Preparing for Year 2
After the Cowboys’ season wrapped up at the beginning of January, Biadasz was able to get out of town later in the month. He headed home to Amherst to see family and friends for a few weeks.
Living in a big city like Dallas has been different for Biadasz. He isn’t too keen on fighting traffic, but he said Texans have treated him well the past year.
“I love it here,” Biadasz said. “It’s interesting, growing up I love Wisconsin and all the aspects of it, but when you get an off-season away from snow, you’re appreciative of the weather a little bit more.”
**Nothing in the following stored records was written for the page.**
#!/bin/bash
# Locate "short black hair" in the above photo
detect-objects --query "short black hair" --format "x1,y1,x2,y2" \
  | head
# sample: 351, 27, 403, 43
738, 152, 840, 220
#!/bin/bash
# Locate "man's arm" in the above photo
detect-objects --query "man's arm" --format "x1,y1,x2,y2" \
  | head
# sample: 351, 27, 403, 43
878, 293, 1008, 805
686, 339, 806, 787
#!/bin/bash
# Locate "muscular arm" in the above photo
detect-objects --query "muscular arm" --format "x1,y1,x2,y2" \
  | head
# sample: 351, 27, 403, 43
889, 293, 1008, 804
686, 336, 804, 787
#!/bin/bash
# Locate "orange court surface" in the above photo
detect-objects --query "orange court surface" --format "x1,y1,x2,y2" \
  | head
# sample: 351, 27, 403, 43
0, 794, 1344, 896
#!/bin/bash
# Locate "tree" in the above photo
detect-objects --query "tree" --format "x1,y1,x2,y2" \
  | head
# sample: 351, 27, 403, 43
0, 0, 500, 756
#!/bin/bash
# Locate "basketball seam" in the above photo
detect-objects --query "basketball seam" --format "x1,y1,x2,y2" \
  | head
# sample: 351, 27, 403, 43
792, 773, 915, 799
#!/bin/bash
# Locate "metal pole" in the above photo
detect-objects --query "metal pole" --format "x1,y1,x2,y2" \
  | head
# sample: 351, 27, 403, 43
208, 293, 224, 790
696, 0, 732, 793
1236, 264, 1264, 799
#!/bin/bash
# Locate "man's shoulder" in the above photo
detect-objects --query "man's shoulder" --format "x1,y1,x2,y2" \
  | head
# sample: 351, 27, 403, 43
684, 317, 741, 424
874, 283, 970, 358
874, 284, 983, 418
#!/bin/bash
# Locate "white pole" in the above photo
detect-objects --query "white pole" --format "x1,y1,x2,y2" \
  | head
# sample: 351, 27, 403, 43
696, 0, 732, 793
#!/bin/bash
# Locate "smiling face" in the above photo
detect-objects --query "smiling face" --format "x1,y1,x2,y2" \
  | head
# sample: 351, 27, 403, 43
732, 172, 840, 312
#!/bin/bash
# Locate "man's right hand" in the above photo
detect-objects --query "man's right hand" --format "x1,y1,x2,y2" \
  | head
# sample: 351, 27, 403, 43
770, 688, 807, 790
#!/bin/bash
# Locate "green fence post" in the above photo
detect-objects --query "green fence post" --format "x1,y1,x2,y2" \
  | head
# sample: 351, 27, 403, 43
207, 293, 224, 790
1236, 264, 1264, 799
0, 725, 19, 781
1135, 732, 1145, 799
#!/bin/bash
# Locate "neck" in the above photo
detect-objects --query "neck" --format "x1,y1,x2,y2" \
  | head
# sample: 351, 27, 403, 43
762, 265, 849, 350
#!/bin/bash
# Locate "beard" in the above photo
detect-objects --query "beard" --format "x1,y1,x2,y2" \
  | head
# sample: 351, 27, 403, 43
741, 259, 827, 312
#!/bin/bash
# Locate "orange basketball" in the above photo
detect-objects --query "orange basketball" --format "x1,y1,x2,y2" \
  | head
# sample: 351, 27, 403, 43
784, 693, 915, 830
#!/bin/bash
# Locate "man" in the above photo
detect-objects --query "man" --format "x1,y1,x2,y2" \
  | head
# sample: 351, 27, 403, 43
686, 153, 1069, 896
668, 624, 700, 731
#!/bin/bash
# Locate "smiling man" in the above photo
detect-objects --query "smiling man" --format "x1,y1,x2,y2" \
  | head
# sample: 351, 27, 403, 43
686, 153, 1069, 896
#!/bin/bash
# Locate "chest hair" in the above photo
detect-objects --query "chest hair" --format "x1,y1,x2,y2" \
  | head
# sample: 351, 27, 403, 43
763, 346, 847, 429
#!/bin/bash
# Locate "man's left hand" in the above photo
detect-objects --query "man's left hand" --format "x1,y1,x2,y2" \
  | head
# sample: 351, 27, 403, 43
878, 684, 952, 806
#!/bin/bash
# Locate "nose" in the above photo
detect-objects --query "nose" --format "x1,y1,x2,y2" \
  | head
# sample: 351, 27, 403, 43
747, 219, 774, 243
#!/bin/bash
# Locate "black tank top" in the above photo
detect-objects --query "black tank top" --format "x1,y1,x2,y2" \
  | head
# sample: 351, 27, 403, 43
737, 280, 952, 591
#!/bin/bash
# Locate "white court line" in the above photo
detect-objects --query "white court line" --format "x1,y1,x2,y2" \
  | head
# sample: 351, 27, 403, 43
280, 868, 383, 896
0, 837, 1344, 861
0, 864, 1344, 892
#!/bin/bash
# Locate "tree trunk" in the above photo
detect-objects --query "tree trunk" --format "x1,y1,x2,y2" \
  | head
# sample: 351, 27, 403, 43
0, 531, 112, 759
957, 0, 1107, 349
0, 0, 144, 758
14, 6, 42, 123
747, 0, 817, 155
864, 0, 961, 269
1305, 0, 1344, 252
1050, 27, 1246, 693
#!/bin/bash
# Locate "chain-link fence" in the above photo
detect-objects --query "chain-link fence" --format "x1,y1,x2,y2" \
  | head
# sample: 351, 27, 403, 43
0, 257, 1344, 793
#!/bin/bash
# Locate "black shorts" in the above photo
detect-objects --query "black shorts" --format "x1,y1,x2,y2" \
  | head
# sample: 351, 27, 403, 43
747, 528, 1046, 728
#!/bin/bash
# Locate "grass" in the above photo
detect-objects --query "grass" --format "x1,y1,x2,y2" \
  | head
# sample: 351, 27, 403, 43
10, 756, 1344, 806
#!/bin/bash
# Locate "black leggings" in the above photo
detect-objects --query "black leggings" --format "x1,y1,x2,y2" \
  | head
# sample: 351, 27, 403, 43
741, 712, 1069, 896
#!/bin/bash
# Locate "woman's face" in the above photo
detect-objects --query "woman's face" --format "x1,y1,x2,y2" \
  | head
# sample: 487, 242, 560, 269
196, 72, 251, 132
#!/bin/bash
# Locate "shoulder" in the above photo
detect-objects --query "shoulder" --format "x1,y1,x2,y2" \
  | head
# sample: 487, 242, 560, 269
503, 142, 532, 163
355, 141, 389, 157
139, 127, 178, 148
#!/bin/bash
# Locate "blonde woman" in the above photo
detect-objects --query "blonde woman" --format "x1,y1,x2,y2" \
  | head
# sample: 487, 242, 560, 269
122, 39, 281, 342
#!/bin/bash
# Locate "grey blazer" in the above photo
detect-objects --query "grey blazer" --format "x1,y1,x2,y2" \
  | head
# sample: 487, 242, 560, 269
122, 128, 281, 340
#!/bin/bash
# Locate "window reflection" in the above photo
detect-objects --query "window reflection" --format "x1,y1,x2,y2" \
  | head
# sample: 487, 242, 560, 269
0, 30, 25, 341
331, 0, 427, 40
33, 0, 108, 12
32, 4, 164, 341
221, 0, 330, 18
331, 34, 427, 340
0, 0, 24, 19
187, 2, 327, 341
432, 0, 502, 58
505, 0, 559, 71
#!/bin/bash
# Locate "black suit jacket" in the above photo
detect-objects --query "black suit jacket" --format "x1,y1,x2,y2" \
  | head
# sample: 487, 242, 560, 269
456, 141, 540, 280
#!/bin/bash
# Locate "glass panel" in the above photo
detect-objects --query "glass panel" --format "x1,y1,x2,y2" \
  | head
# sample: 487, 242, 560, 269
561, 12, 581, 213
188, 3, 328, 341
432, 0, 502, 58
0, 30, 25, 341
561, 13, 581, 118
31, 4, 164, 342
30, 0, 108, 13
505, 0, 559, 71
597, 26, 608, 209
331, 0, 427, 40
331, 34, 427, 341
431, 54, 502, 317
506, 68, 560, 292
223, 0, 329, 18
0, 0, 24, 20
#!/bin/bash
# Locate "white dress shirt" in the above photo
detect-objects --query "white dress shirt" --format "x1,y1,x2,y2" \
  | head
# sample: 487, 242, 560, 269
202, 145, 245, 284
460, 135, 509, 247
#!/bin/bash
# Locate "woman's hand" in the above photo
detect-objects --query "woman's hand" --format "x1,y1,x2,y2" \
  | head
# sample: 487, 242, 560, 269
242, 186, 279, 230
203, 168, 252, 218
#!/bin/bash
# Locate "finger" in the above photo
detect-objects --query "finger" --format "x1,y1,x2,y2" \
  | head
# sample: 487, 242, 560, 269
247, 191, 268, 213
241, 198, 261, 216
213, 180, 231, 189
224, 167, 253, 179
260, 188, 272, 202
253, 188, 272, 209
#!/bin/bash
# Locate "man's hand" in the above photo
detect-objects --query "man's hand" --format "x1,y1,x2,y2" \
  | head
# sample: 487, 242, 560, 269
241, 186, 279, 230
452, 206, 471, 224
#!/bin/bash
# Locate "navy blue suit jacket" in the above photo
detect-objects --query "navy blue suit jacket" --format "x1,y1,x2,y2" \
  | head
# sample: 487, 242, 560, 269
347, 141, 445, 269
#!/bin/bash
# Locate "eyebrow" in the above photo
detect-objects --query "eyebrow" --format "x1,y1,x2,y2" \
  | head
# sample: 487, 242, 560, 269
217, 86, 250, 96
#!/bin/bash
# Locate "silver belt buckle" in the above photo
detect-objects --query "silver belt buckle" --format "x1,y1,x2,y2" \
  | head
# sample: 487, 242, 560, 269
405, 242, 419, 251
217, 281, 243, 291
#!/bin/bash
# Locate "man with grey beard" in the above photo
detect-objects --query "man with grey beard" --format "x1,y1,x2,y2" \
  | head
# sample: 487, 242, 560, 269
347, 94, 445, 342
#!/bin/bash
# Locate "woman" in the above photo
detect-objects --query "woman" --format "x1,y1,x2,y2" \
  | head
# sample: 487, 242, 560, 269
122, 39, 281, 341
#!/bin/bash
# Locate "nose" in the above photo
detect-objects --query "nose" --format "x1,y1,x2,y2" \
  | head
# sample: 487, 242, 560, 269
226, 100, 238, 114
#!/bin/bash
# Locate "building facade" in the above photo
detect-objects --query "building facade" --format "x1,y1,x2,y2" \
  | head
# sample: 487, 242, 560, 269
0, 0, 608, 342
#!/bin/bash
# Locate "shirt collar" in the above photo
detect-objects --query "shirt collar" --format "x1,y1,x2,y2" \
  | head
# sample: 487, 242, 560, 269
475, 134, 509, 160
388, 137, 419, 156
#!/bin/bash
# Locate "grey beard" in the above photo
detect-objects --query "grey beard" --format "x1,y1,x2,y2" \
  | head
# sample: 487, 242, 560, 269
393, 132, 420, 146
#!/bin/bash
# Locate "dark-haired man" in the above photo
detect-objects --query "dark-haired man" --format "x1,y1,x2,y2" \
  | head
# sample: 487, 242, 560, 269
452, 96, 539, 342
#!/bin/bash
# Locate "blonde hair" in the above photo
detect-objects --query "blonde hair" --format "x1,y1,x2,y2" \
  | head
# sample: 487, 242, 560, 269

Biadasz returned to Texas on February 11 in preparation for off-season training. He will be frequenting the Cowboys’ training facility in the coming months to get ready for Year 2 in the NFL. Biadasz said he hopes to make it back to Wisconsin a couple more times between now and when the 2021 season starts.
Biadasz knows he has some areas to work on to improve his game. But he’ll work on all facets so he can be a well-rounded player.
“I think it’s just more so building yourself,” Biadasz said. “You obviously want to get stronger and you want to get faster and you want to have your agility more. It’s overall perspective, I think. And not being able to have the offseason last year like I wanted to, having minor shoulder surgery, and then COVID hit where it’s like you’re not being able to be with the team, so it’s just like building chemistry with other players and like being able to actually do that.”
This is an important summer for Biadasz to build on his accomplishments from his solid rookie year.
“I’m definitely excited, and this is probably going to be a really big off-season for me,” Biadasz said. “I’m healthy. I’m not going through any surgeries. I’ve been very blessed that I’m able to train. It’s been a while.”